**Film(s) looking forward to most at True/False:** “Boyhood”
**Director(s) that most inspires him:** Alejandro Jodorowsky
**How many years he’s been directing:** Since the early 1990s. (This is his first theatrical feature.)
Directed by Frank Pavich, “Jodorowsky’s Dune” is one of the opening films of the True/False Film Fest. The film tells the story of director Alejandro Jodorowsky, who in the 1970s, attempted to create his most ambitious film yet — an adaptation of the science fiction novel, “Dune.”

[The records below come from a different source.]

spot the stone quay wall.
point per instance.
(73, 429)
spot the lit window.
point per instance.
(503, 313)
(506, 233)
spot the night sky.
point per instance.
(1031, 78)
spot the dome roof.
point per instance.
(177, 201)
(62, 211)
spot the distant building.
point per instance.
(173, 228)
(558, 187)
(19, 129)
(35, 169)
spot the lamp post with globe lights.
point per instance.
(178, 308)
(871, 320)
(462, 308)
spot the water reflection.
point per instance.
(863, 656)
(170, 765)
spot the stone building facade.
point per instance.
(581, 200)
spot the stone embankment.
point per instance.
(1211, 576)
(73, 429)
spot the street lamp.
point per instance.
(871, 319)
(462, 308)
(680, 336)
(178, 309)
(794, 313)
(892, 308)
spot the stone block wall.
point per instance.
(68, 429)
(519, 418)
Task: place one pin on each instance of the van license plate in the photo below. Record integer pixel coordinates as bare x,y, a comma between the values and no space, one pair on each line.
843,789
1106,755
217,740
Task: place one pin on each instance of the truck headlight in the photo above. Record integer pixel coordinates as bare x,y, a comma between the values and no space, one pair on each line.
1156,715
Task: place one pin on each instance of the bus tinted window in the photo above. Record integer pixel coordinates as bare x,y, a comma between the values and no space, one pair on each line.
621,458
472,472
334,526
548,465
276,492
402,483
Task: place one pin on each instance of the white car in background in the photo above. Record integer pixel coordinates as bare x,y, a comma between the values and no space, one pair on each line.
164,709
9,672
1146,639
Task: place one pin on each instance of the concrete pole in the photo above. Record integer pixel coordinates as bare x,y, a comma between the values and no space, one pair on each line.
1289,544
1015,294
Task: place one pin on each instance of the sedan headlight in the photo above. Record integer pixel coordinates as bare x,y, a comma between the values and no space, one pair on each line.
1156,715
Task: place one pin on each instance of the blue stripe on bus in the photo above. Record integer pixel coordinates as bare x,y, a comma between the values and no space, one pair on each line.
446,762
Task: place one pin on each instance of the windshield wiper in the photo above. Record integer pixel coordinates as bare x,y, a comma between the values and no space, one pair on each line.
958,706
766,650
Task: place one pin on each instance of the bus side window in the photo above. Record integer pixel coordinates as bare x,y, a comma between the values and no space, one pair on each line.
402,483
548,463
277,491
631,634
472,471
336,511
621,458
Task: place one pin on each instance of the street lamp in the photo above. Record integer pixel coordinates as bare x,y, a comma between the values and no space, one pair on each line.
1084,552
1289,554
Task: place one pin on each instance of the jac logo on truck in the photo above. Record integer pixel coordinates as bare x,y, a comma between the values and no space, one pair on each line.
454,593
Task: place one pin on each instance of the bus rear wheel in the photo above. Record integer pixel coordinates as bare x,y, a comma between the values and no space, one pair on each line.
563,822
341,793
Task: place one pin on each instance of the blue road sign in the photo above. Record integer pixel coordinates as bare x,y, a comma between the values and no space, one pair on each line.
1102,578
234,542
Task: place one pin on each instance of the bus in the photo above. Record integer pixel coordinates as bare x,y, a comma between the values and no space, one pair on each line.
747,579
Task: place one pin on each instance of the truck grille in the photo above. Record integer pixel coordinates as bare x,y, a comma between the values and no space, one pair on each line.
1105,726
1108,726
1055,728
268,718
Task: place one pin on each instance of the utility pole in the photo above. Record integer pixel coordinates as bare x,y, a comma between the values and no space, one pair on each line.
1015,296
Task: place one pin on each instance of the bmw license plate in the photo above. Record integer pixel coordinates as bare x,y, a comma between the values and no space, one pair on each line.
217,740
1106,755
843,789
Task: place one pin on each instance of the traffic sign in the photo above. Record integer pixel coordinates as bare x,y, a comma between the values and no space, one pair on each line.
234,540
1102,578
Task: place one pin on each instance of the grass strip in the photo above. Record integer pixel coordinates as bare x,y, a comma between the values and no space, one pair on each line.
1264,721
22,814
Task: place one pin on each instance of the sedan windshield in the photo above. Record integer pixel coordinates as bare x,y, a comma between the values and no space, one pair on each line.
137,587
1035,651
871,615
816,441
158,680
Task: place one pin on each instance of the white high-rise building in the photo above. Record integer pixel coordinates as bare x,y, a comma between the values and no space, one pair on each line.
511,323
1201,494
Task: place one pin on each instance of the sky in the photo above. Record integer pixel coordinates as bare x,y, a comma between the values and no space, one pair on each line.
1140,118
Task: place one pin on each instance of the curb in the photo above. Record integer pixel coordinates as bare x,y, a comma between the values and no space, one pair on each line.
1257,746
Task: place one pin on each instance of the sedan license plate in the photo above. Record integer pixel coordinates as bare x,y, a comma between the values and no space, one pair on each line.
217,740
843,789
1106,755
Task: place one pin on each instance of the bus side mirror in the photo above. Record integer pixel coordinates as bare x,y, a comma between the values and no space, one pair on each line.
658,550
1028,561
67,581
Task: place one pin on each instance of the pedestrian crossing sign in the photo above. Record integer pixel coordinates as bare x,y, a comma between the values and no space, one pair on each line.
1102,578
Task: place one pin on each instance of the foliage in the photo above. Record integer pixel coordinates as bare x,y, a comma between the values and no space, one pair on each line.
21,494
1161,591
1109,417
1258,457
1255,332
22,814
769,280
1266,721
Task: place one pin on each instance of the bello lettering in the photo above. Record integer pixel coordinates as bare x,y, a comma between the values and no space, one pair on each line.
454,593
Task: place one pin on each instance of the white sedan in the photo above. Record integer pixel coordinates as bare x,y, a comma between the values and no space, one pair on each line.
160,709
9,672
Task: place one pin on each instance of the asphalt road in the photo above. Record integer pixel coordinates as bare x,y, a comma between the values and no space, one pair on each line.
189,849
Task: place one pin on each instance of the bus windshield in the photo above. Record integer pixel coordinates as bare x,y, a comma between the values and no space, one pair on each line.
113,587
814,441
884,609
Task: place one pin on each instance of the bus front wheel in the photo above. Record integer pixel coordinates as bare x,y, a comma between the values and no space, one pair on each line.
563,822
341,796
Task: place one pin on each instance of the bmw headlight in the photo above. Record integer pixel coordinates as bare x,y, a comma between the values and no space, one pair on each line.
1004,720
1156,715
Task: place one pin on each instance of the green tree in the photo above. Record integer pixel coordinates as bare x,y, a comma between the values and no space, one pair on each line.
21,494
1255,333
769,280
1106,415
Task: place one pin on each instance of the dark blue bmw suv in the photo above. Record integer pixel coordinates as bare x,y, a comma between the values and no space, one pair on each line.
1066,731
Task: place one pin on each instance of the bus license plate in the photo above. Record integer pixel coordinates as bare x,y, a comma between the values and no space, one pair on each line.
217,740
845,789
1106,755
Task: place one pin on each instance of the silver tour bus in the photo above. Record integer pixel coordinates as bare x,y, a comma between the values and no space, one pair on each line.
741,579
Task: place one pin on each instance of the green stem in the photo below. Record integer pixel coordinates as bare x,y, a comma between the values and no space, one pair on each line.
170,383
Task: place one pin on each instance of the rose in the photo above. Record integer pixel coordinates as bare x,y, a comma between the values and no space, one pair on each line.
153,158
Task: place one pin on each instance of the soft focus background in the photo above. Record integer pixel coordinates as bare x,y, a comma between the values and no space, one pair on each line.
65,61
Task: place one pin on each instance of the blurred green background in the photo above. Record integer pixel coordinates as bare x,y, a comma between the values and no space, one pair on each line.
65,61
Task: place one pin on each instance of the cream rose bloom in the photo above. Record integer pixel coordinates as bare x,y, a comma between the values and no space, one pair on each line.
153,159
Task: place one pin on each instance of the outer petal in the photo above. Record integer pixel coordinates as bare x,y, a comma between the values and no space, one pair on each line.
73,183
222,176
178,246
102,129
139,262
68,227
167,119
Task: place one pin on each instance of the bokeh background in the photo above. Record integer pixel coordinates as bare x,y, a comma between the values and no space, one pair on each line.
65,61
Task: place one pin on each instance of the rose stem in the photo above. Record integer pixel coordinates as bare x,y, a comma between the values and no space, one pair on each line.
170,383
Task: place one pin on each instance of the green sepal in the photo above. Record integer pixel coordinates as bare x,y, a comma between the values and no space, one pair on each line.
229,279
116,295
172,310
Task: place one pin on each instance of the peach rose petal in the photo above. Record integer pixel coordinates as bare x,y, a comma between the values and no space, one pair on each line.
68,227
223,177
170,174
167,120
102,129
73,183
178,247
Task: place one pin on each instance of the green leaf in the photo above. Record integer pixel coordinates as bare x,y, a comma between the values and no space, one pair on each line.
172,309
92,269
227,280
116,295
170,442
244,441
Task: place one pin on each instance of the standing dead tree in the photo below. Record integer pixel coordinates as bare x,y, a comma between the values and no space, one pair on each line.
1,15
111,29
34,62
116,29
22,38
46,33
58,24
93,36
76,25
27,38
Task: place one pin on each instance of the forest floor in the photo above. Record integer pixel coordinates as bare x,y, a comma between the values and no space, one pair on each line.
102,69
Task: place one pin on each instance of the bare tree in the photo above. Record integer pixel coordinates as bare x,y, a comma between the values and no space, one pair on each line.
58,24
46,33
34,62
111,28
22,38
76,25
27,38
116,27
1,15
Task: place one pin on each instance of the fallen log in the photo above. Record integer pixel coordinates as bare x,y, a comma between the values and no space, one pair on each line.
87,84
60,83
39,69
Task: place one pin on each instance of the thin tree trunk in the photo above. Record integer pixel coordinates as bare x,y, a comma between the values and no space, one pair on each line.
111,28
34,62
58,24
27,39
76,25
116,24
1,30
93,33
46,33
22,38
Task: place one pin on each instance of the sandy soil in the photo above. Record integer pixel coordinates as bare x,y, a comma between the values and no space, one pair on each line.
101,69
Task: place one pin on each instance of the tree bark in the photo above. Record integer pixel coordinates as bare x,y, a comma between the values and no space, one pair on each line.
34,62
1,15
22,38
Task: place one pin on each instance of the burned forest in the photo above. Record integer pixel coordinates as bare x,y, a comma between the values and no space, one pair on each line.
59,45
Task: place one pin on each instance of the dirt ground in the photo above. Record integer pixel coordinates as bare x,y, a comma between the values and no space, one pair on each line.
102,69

“He cast the whole film,” Pavich said. “His cast included his own son as the lead (Brontis Jodorowsky), Orson Welles and Salvador Dalí. Pink Floyd was going to do the soundtrack. It was going to be this completely insane movie unlike anything that had ever been done before.”
After two years of working on “Dune,” which Jodorowsky speculates would have ended up being a 12-hour long film, the project collapsed.
Pavich says he was inspired to make a documentary when he learned about the years Jodorowsky spent trying to make “Dune.”
“I’m a big fan of Jodorowsky’s films; they’re totally out of control, and I completely love them,” Pavich said. “When I learned that he was going to do an adaptation of ‘Dune,’ it’s like, that’s so bizarre, how could that possibly be? It’s just so incredible and so amazing. It was just a story that needed to be told.”
Pavich spent three years working on “Jodorowsky’s Dune.” It’s the first theatrical feature he has made, and he says he invested a lot of time, sweat and passion into the film.
“I had my composer, my animator, my editors, my cinematographer,” Pavich said. “I came together with these great people who were dedicated and spent the last three years with me telling the story.”
When he set out to make the documentary, Pavich said he didn’t know what the film was going to be. He found that “Jodorowsky’s Dune” became something more than a story about a movie that was never made.
“It became about this man and about his ambition,” Pavich said. “It became a really inspirational story, which sounds so weird. You would think it’s a story of failure, but he’s so uplifting, and he’s so incredible that even in his mid-80s he can still inspire people.”
“Jodorowsky’s Dune” will play at 7 p.m. Feb. 27 at the Missouri Theatre.